As for Belle herself, her position, so far as I was then acquainted with it, can be summed up in a few words. She was an orphan, and of the two guardians in whose charge she had been left, Clive's mother was the only one surviving. She was barely 6 years old when her parents died; and until the age of 18 she had lived under the immediate care of a Mrs. Ruhmkorff, who was her mother's eldest sister, and Mrs. Cunninghame's co-guardian. It was from this lady, the widow of a wealthy stockbroker, that Miss Staunton had inherited the large fortune alluded to by Dr. Crackenthorpe.

The proviso attaching to this inheritance was, I confess, the subject of much curious speculation on my part, for I cannot conceive of anything more cruel than a benefit conferred upon such tyrannical terms. All I could learn in reference to it, however, was that the person who was destined to become Belle Staunton's husband was a nephew of Mrs. Ruhmkorff's husband, and a college friend of Clive Cunninghame. In the ordinary course of events this young man would have inherited his uncle's fortune, but Mr. Ruhmkorff, it appeared, had strongly disapproved of his sister's marriage, and had carried his anger so far as to leave every penny he possessed to his widow. It was natural, perhaps, under these circumstances, that the latter, being absolute mistress of her wealth, should in disposing of it have preferred her own kith and kin to that of her husband. By stipulating that poor Belle should marry the nephew whom her husband had disinherited, Mrs. Ruhmkorff, it was supposed, had merely effected a kind of compromise with her own conscience.

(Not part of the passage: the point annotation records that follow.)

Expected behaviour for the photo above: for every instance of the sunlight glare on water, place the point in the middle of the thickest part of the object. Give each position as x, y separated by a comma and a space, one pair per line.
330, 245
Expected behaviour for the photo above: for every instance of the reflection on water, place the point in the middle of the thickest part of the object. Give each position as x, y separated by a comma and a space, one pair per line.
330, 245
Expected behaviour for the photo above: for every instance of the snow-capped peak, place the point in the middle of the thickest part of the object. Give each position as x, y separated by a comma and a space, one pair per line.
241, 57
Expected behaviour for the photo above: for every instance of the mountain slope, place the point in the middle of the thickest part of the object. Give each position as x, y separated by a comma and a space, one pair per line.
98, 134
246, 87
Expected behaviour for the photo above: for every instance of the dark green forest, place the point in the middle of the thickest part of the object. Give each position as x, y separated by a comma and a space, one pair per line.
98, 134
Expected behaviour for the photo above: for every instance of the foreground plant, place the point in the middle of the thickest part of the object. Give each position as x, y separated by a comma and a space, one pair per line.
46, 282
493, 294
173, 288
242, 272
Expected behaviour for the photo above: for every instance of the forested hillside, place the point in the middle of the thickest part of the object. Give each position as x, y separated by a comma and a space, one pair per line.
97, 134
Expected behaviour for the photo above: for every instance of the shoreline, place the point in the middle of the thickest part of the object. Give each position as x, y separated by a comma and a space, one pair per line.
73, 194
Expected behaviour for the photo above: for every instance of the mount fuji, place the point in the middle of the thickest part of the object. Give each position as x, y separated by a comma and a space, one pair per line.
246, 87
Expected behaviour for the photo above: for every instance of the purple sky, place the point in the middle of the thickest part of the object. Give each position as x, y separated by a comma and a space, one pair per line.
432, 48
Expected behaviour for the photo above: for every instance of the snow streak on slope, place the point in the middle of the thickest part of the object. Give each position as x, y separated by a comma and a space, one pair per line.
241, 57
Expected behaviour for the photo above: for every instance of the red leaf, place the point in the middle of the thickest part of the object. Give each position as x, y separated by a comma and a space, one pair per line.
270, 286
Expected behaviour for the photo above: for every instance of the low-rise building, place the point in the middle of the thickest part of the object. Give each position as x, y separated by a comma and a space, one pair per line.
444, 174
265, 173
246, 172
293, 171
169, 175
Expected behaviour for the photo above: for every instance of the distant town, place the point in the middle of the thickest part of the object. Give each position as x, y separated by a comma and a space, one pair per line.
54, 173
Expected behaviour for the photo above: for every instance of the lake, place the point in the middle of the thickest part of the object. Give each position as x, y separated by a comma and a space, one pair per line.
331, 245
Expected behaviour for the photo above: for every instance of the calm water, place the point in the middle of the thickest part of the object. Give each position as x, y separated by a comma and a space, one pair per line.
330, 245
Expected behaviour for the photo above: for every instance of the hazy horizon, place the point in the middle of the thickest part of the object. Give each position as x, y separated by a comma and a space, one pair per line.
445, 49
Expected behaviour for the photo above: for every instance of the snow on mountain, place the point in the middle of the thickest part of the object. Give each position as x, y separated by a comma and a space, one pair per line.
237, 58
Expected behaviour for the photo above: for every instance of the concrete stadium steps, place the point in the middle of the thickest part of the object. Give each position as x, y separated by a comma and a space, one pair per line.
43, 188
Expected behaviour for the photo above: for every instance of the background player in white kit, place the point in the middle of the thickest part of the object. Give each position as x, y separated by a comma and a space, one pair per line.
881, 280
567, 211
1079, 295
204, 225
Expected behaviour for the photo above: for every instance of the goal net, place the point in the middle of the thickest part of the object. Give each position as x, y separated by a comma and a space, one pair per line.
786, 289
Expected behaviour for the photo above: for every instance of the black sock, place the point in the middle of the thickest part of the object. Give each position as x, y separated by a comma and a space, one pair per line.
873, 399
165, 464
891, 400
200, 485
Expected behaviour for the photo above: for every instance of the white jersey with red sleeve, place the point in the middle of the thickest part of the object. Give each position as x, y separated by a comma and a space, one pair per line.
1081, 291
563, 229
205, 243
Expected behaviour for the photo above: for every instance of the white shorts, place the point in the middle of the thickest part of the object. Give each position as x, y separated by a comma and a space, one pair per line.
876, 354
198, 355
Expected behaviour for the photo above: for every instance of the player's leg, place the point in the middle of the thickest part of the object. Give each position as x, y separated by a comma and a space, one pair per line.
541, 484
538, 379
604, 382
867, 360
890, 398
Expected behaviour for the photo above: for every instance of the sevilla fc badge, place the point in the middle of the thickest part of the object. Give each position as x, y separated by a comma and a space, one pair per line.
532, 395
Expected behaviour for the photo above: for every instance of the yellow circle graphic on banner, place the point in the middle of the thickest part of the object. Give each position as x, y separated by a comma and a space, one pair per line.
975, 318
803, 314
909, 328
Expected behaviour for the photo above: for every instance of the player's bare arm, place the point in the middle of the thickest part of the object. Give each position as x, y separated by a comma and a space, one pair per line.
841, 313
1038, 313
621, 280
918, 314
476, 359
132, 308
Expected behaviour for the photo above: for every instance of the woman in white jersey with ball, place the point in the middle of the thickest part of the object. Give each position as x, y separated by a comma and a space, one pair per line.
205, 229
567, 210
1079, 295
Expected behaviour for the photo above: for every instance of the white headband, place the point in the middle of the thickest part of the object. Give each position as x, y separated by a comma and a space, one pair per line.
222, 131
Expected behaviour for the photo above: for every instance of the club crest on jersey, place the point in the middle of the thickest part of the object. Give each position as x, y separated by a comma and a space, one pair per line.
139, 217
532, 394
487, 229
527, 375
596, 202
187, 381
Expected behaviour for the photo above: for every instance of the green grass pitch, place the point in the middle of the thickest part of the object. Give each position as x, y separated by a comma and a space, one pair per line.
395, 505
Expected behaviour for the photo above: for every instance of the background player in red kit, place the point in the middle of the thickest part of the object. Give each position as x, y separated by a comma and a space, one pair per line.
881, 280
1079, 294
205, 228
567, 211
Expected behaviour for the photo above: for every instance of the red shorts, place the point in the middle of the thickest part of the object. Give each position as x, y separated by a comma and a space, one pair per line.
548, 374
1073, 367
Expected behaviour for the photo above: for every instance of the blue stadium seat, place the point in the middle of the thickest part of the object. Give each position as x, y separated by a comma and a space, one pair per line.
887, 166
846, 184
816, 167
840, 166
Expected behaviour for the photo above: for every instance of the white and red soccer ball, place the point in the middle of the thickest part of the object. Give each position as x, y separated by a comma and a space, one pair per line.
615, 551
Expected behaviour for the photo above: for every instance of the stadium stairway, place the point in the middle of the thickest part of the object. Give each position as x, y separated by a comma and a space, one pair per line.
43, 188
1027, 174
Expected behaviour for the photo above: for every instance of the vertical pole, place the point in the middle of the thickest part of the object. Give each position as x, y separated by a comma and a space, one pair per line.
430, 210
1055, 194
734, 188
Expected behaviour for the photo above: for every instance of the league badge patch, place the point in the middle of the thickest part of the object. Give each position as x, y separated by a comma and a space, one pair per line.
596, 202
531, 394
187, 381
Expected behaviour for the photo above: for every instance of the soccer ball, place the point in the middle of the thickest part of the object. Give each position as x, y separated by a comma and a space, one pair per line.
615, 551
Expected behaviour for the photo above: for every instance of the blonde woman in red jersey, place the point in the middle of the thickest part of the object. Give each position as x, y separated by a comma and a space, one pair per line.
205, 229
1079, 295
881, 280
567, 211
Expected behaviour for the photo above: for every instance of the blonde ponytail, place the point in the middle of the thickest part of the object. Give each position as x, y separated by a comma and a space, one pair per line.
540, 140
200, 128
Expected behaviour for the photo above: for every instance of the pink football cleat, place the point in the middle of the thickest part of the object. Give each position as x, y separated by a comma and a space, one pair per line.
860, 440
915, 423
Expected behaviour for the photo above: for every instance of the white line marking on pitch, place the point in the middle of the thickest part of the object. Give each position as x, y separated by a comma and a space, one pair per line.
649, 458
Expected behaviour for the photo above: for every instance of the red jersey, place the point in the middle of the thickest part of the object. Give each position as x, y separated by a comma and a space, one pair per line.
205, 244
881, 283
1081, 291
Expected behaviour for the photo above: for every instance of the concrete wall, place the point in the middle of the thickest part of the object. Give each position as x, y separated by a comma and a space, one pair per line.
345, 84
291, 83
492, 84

Such were the meagre details concerning this strange will and its consequences, which I was able, during the first two or three days of my sojourn at Glen Elc, to glean from the various members of the household. Of their accuracy I was, of course, unable to judge. One thing, however, there could be no doubt of, and that was that Miss Belle Staunton, by accepting a fortune on the terms indicated, had foregone her right to choose a husband after her own heart, and I felt not a little curious to see the man she was destined to marry.

It was a curiosity which I was soon to see satisfied.